Liked The dimensions of hybrid equity (

It’s time to pay attention to who has access to remote-work flexibility, how that flexibility affects advancement opportunities, and how we are building relationships between on-site and hybrid teams. The most successful organizations—the ones that will deliver great customer experiences, and attract and retain great talent—will be those that develop strategies, tools and rituals that connect on-site and hybrid employees, and build a common experience of hybrid inclusion.

Because bringing people back to the workplace can only go so far if we fail to think about those who have been there all along.

Bookmarked The 4 Questions to Ask before You Unplug (

If you’re concerned about the internet’s effects on the world and on yourself, unplugging might not be the answer.

Alexandra Samuel looks at the research into unplugging.
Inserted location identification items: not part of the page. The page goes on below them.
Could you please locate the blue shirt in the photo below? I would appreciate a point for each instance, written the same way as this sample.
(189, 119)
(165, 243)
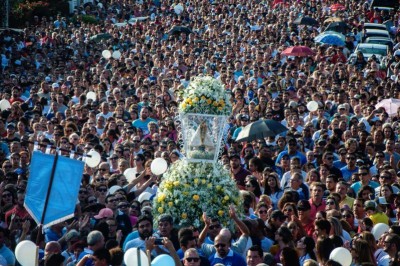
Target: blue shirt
(232, 259)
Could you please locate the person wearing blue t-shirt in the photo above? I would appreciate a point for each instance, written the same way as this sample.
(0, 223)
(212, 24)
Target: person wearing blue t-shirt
(225, 254)
(350, 167)
(143, 121)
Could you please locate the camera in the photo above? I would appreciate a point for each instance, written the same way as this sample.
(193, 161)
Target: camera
(158, 241)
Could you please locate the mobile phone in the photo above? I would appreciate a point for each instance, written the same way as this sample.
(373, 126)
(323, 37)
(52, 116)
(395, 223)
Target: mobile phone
(158, 241)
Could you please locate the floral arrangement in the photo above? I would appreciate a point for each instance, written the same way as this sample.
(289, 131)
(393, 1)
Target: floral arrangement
(189, 189)
(205, 95)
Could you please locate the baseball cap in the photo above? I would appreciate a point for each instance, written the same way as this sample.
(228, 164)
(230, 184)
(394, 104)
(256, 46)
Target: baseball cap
(104, 213)
(303, 205)
(370, 205)
(277, 214)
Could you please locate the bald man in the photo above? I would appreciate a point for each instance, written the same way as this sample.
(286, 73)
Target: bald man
(224, 254)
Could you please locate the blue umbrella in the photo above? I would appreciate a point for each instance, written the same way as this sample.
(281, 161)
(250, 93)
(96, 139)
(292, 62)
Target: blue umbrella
(331, 40)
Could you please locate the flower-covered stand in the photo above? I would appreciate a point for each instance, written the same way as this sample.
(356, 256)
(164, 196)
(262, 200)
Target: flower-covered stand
(199, 183)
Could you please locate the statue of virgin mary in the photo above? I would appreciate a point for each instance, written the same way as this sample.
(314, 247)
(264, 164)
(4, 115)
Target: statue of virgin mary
(201, 139)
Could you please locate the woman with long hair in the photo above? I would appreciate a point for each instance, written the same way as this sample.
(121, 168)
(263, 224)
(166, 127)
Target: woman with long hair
(324, 248)
(305, 248)
(284, 238)
(289, 257)
(272, 189)
(252, 185)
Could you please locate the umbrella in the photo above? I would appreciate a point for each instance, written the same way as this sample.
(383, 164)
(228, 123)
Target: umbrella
(325, 33)
(278, 3)
(337, 7)
(298, 51)
(306, 21)
(331, 40)
(101, 36)
(261, 129)
(134, 20)
(332, 19)
(339, 26)
(179, 29)
(391, 105)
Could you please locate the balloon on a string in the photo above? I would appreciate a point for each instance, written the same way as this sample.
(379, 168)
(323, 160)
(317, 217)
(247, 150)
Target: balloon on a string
(312, 106)
(144, 196)
(116, 54)
(26, 252)
(94, 158)
(163, 260)
(106, 54)
(4, 105)
(91, 95)
(130, 174)
(159, 166)
(135, 256)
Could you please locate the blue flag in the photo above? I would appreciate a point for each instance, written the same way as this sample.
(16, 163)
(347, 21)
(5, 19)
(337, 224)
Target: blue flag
(63, 192)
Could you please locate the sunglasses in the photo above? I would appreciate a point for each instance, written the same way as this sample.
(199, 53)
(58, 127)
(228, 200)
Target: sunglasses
(217, 226)
(192, 259)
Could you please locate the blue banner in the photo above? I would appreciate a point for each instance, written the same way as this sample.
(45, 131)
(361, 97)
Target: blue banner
(63, 192)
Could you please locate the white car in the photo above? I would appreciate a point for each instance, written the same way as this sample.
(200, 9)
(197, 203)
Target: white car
(369, 49)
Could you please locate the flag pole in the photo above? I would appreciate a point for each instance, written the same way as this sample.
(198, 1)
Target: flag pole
(53, 171)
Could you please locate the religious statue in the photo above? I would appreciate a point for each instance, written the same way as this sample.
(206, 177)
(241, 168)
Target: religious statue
(201, 139)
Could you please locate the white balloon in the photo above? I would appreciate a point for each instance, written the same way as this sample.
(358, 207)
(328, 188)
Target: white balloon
(26, 252)
(379, 229)
(106, 54)
(178, 9)
(94, 160)
(131, 257)
(159, 166)
(91, 95)
(163, 260)
(144, 196)
(130, 174)
(342, 256)
(117, 55)
(4, 105)
(312, 106)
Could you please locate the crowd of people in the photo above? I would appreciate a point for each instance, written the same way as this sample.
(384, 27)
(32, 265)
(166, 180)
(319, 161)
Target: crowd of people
(323, 184)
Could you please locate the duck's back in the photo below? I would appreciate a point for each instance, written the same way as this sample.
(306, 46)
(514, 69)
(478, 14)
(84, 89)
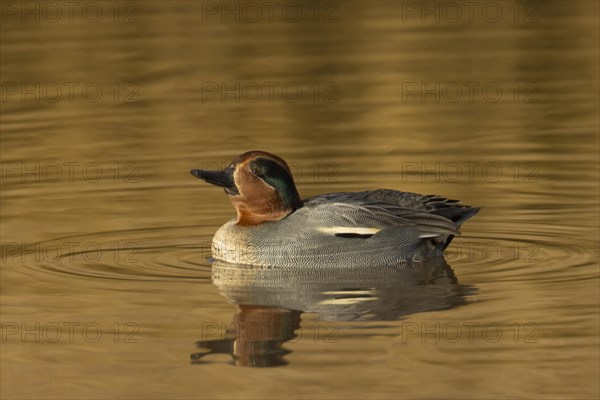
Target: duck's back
(378, 227)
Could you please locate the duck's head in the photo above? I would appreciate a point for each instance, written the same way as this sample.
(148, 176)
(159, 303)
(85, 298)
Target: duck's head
(259, 185)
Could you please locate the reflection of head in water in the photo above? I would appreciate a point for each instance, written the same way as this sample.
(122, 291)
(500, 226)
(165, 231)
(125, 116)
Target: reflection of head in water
(255, 337)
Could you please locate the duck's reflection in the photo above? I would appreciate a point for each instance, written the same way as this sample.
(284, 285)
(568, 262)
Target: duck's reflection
(271, 301)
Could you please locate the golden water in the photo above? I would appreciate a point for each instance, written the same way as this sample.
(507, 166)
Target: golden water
(106, 286)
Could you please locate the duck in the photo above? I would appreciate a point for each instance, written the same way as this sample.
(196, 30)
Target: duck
(274, 227)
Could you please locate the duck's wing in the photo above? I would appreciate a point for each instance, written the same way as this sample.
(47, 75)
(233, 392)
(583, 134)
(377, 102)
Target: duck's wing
(371, 211)
(450, 209)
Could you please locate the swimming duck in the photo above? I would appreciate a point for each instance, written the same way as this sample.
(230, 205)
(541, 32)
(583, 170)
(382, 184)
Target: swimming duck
(275, 227)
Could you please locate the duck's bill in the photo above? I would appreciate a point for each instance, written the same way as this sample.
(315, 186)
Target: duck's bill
(222, 178)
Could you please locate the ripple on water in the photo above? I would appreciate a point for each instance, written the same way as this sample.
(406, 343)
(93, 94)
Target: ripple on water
(163, 254)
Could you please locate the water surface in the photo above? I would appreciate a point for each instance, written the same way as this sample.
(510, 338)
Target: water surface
(106, 287)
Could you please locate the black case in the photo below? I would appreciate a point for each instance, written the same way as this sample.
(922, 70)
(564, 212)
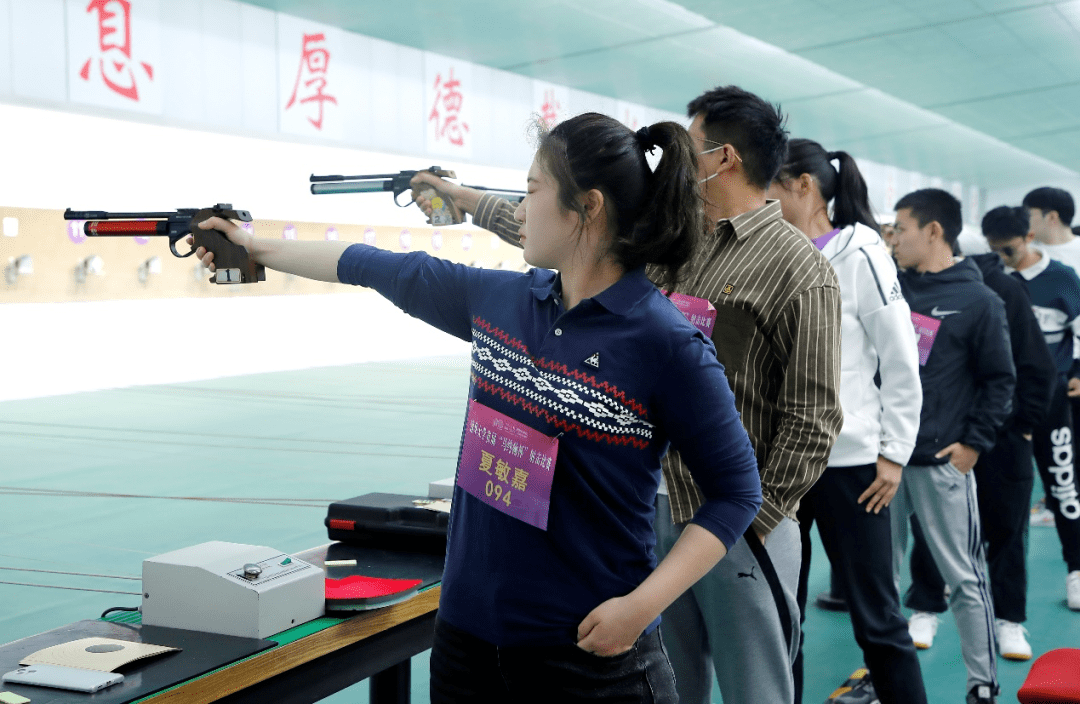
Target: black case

She frames this around four questions:

  1. What’s the problem we’re trying to address by unplugging?
  2. What else would we (or our kids) do with this time?
  3. What do we give up when we unplug?
  4. How does unplugging help prepare us for our daily lives in a digital world?

Maybe a part of the solution is not ‘unplugging’, but being more digitally mindful? Amber Case has listed some interesting strategies associated with this topic.

Listened The value of rituals in a digital world from Radio National

Are rituals still needed in a world mediated through digital devices?

Alexandra Samuel made the argument that ‘digital rituals’ are associated with the notions of reflection and community.

I think there’s two pieces. I think there’s the reflection and formulation of intention, what do I want from this experience, what does it mean. You know, a lot of rituals will include some element of solitary reflection as part of that process, and I think that is hugely valuable when it comes to thinking about our digital lives. But then the other piece is really almost the mirror image of that. Yes, there’s a piece of ritual that is about solitary reflection, but then there’s another piece that’s really about community recognition and understanding that you are now taking your place in a community or changing your relationship to the community or the community is now offering you a different form of participation or membership, and that notion, that when you join a community or when you change your relationship to the community, that you need to have some kind of mutual negotiation of what that means, that I think is a big part of what’s missing and it really has to do with giving us a chance to say, you know, hey, your Facebook login or your Instagram account or your new blog are not just about you, you are taking a place in a larger community that has a stake in how you use of this access.

This made me wonder if approaching the web following the #IndieWeb principles is somehow ritualistic. Rather than merely commenting or sharing, I now make the effort post content on my own site and syndicate from there.

My only question is whether this is the way it is simply because the technology is yet to develop and as it currently is, the #IndieWeb involves a little bit more effort and investment? Or will the community nature of it sustain the reflective nature?